But in recent months, Goldman has signaled a partial retreat from those efforts by scrapping plans for a checking account broadly available to the public and mothballing its personal loan business. A popular savings account and a credit card business survive for now.
Last week, the bank disclosed that it had accumulated $3 billion in losses in its consumer banking franchise since 2020, mostly money set aside to cover potential loan losses in its consumer lending businesses. Bank regulators are reportedly looking into whether the consumer business had proper safeguards in place as it grew larger.
The retreat in consumer banking comes as Goldman tries to refocus on its roots: advising corporations on deals, investing, and trading, and servicing the well-to-do.
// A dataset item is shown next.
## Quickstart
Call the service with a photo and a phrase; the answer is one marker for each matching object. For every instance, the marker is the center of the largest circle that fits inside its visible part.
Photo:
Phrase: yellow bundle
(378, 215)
The firm's revenue from investment banking, trading, and wealth management made up two-thirds of total revenue last year.
"I think it became clear to us early in 2022 that we were doing too much, it was affecting our execution," said David Solomon, Goldman's chairman, and CEO, in a call with analysts when the bank reported its results earlier this month.
Goldman's push into consumer banking was one of the biggest changes in the firm's 154-year history. The investment bank had to legally convert itself into a bank holding company in 2008 during the financial crisis to get access to the Federal Reserve's emergency funding operations. That led to jokes within the industry that the Wall Street titan Goldman Sachs was going to issue something as commonplace as an ATM card.
The jokes became a reality when Goldman bought the assets of GE Capital and launched its online-only savings account providing an above-market interest rate. The savings account became an unexpected hit for Goldman, with waiting lists forming after its initial launch both in the U.S. and later in the U.K.